Under the new rules the point at which employers start paying NICs on their employees’ wages, which currently stands at £417 a month, will not rise with inflation as of 2028. This will pull more employers into paying NICs as wage growth continues.

Annual employee pension contributions exceeding £2,000 will also see workers and their employers taxed from 2029.

‘The Chancellor called private investment the lifeblood of economic growth. But as we later had confirmed, the threshold for employer National Insurance contributions (NICs) will freeze from 2028-29 and NICs will be charged on salary-sacrificed pension contributions. Will this government ever learn from the unintended consequences of its policies?’, Dr Crosthwaite added.

‘Increasing the cost of doing business is likely to be inflationary. Higher costs will inevitably be passed on, placing further upward pressure on tender prices and reducing firms’ ability to hire. This could pile on more friction at a time when construction activity is already fragile.’

More promising Budgetary measures for construction businesses include nearly £900 million of additional capital investment in the Lower Thames Crossing scheme, free training for under-25 apprentices for SMEs and £13 billion of flexible funding for seven mayoral strategic authorities to invest in skills, business support and infrastructure.

These introductions are welcome, Dr Crosthwaite said, but are grossly overshadowed by a future of heightened input costs and a lack of support for construction businesses.

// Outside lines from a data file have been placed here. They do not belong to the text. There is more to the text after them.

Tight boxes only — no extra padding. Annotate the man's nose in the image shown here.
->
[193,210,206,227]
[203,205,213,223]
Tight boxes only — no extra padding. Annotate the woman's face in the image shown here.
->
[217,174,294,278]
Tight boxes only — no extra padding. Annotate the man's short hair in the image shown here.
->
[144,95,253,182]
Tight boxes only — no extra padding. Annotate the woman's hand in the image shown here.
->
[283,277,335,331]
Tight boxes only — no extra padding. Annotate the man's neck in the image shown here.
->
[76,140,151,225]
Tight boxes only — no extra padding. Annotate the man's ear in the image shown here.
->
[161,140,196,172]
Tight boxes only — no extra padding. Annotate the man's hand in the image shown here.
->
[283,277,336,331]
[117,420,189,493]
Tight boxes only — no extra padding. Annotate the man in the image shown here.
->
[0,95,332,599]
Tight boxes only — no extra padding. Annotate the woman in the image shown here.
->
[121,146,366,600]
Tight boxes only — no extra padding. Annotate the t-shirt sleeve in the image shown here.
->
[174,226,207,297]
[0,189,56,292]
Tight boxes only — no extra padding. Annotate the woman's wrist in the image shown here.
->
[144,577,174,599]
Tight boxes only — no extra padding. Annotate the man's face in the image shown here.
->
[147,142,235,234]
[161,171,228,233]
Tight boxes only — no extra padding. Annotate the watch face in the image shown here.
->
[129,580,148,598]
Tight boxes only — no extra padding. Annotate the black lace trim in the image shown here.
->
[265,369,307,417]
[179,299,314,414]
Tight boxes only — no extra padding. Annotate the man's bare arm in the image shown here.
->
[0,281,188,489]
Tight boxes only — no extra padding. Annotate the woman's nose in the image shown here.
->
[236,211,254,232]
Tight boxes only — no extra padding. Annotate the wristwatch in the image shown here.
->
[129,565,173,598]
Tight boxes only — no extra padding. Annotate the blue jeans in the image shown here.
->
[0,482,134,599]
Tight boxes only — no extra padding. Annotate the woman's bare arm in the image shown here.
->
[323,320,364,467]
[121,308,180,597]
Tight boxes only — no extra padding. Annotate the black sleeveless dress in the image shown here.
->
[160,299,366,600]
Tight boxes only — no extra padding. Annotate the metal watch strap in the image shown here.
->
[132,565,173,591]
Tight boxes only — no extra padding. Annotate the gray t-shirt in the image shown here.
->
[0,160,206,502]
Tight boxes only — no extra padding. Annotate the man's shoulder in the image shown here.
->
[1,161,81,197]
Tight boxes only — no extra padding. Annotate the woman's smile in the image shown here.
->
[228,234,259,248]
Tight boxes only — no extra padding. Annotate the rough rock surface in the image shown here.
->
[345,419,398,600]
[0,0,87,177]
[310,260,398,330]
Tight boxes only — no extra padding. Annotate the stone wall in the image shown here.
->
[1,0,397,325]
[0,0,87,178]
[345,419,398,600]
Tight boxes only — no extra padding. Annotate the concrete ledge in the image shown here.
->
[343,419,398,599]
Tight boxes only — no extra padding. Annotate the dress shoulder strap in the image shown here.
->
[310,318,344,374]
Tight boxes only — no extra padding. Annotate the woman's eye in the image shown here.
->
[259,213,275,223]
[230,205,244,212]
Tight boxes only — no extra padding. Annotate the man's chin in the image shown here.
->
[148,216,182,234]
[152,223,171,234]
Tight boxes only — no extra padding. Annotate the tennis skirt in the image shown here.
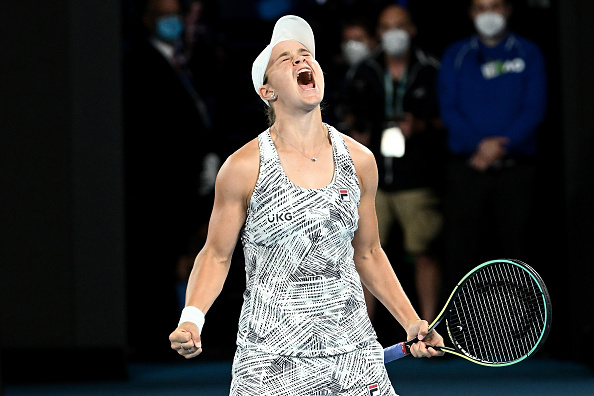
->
[230,340,397,396]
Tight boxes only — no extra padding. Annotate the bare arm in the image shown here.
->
[345,135,444,358]
[184,167,247,312]
[348,139,419,328]
[169,139,259,358]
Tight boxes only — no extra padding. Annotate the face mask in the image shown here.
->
[156,15,184,43]
[474,12,506,38]
[381,29,410,58]
[341,40,371,66]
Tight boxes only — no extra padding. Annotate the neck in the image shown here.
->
[273,106,324,145]
[479,31,507,47]
[385,49,410,64]
[386,55,409,80]
[273,111,329,157]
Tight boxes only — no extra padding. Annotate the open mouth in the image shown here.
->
[297,68,315,90]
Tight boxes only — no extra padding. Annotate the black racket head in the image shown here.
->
[444,258,552,366]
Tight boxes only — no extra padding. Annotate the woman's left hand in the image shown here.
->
[406,319,445,358]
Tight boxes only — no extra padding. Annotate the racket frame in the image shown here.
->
[400,258,552,367]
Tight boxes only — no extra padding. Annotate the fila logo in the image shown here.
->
[267,212,293,222]
[367,383,380,395]
[339,189,350,201]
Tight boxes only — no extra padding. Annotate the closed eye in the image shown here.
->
[296,46,311,55]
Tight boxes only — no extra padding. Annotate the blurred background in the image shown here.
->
[1,0,593,391]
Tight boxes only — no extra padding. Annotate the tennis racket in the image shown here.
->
[383,258,552,367]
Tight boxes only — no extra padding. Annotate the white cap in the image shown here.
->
[251,15,316,106]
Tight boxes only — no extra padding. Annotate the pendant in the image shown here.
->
[311,157,317,162]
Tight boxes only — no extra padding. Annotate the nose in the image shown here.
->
[293,56,306,65]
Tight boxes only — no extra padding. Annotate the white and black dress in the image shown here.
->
[230,125,397,396]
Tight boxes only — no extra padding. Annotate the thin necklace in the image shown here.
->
[273,124,327,162]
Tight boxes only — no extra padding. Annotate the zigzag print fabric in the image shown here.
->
[232,125,396,395]
[230,342,397,395]
[238,125,376,357]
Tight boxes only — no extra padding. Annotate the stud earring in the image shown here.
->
[271,93,276,99]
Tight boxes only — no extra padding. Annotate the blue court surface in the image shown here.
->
[4,357,594,395]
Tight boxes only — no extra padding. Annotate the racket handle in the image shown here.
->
[384,341,445,364]
[383,342,410,363]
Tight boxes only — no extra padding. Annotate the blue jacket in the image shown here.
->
[438,33,547,157]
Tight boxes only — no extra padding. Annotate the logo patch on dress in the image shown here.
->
[305,207,330,220]
[267,212,293,222]
[339,189,350,201]
[367,383,380,395]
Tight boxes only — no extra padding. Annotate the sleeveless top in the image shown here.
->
[237,124,376,357]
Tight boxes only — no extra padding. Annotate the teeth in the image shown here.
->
[297,69,313,85]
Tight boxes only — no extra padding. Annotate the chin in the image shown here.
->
[301,88,324,107]
[300,97,323,111]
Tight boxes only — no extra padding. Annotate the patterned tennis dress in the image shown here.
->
[230,125,397,396]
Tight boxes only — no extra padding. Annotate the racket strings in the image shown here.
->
[447,262,547,363]
[462,270,541,361]
[456,266,543,360]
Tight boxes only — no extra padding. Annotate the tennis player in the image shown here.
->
[169,15,444,395]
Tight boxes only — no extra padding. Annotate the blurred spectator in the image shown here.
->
[340,4,446,322]
[438,0,547,286]
[122,0,215,359]
[330,16,379,138]
[182,0,221,118]
[341,17,378,70]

‘The Chancellor’s celebration of the government’s planning overhaul to ‘get Britain building’ seemed misplaced. Construction output and housebuilding data tell another story – one of slow demand and a shrinking workforce. For construction, already faced with chronic labour gaps and rocky investor confidence, this Budget might create more issues than it solves.’

New data from the ONS has shown that the UK construction workforce shrank to its lowest level in almost 25 years in 3Q2025. The sector’s quarterly output grew by just 0.1% in the same three-month period.

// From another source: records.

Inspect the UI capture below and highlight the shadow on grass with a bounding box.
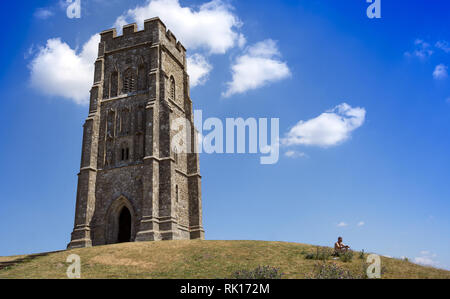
[0,251,63,271]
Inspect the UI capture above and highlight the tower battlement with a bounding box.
[99,17,186,65]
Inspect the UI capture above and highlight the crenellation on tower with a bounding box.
[99,18,186,66]
[68,17,204,249]
[123,23,138,35]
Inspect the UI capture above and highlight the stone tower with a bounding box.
[68,18,204,249]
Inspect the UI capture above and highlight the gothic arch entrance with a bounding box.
[105,196,136,244]
[118,207,131,243]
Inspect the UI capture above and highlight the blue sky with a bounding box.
[0,0,449,270]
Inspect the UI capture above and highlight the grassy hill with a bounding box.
[0,240,449,279]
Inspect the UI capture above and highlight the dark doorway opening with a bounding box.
[117,207,131,243]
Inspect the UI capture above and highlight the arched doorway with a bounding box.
[117,207,131,243]
[105,196,136,245]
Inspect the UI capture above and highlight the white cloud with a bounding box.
[34,8,54,19]
[284,150,307,159]
[337,222,348,227]
[114,0,242,54]
[187,54,212,87]
[433,64,448,80]
[283,103,366,147]
[357,221,365,227]
[29,34,100,105]
[24,45,36,60]
[237,33,247,48]
[414,251,439,267]
[222,39,290,97]
[435,40,450,53]
[414,256,438,267]
[404,39,433,59]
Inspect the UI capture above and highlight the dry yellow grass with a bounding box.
[0,240,448,279]
[0,255,27,263]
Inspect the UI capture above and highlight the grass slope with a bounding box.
[0,240,448,279]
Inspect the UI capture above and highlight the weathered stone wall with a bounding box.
[162,50,185,107]
[97,95,149,169]
[92,165,144,245]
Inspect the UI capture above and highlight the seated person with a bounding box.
[334,237,350,255]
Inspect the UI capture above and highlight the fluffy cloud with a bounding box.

Key construction-relevant measures announced in this year’s Budget are outlined below:  

  • OBR growth forecast increased to 1.5%. Productivity downgraded.  
  • Increases in the National Living Wage and National Minimum Wages from April 2026. 4.1% for over-21s, 8.5% for 18-20-year-olds and 6% for apprentices and 16-17-year-olds.  
  • Freeze on the secondary threshold for employer National Insurance contributions from 2028 to 2031. The threshold won’t rise with wage inflation during those three years.  
  • Capping of annual, tax-free employee pension contributions at £2,000 from 2029. Employees and employers will pay tax on contributions exceeding this amount.  
  • Free training for apprentices under the age of 25 for SMEs. Funding to come from £725 million allocated under the Growth and Skills Levy.  
  • £13 billion confirmed for seven mayoral strategic authorities. To be invested in skills, business support and infrastructure.  
  • Additional £900 million of capital funding for the Lower Thames Crossing scheme.  
  • Continued commitment to Spending Review infrastructure and housing funding. 
  • Government to produce plan within three months that delivers on recommendations for nuclear regulation reform.  
  • £48 million of additional funding for planning capacity. Includes investment in 350 extra planners in England.
  • Converging of the two landfill tax rates paused.